Little bit of this. Little bit of that. Anything is possible.

Sunday, November 23, 2008

"I got all I need right here."

That was the most profound quote I have heard this week. It came from my girlfriend the other night as we were discussing our "open" realtionship that has been moreso "closed" since the beginning. I just never thought I would matter to someone in the sense of being all they need. My life has been wonderful with her- even when I am depressed. I was just shocked when she said that. Wasn't sure how to respond. I think my response was something similar to "Ummm. Well damn! I never heard that one before." and then later, I asked her to explain. Let's just say that this is clearly one of those situations where actions speak louder than words. I understand what she means though. I had someone lined up to be my "fwb" but it just didnt happen... I wasnt really interested (nor had the energy) to be with anyone else sexually... nor did I feel like recupperating and mending the past with this person. It just wasn't important to me. I have just been into my girlfriend and our life together and enjoying it without plan or purpose to share right now. For once, I am content in all aspects of the relationship.

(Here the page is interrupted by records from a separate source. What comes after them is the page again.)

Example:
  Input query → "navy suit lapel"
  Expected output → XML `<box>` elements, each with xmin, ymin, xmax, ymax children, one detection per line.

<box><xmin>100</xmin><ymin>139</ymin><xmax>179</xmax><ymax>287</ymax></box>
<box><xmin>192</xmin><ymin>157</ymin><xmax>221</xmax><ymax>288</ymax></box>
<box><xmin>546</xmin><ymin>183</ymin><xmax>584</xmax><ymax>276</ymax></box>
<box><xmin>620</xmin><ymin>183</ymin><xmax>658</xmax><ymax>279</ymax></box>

My "for once" list in a romantic relationship sense:
For once, I miss someone every single day.
For once, I feel supported in my efforts to make life work for me.
For once, I know that I can be totally honest about my feelings and emotions.
For once, I got surprised on one of those anniversaries that often go unnoticed.
For once, I feel appreciated 110% of the time.
For once, I don't have to worry about financial things ALL the time.
For once, my choices in life are respected and the love feels unconditional.
For once, I can learn how to think, feel, and react from a different perspective and appreciate the ability to do so.
For once, I am learning something new... like wine and Northern cooking (we are going to her family for Thanksgiving. And no, they don't know just what good friends we REALLY are!)
For once, I don't have to second guess how someone really feels about me.
For once, I feel the love each and every day and know that all that is put into making this work is clearly reciprocated.
For once, I am not afraid of being "left".
For once, I can trust. Totally trust. Really trust.
For once, I am the happiest I have been in a long time.
For once, I have no idea what to get my girlfriend and her daughter for Christmas.
For once, I will be spending the holiday in a new place and I am mighty damn excited about that... and have been told that I will be dragged out to shop the day after Thanksgiving.
For once, there are just too many things to blog in relation to "for once". :)


So, although no one has ever told me, being all that she needs seems to be a series of pretty good things. It still amazes me how our friendship has changed, how we have both changed our perspectives (whether she admits it or not!) about love and relationships, and how our days and nights seem to mesh without a doubt for the most part. I feel complete to a certain extent. I don't feel codependent at all... which I will admit, I did have codependency tendacies in the past. I guess I dont feel the need to prove anything at this juction of my life.

In a nut shell, all is well! No pun intended.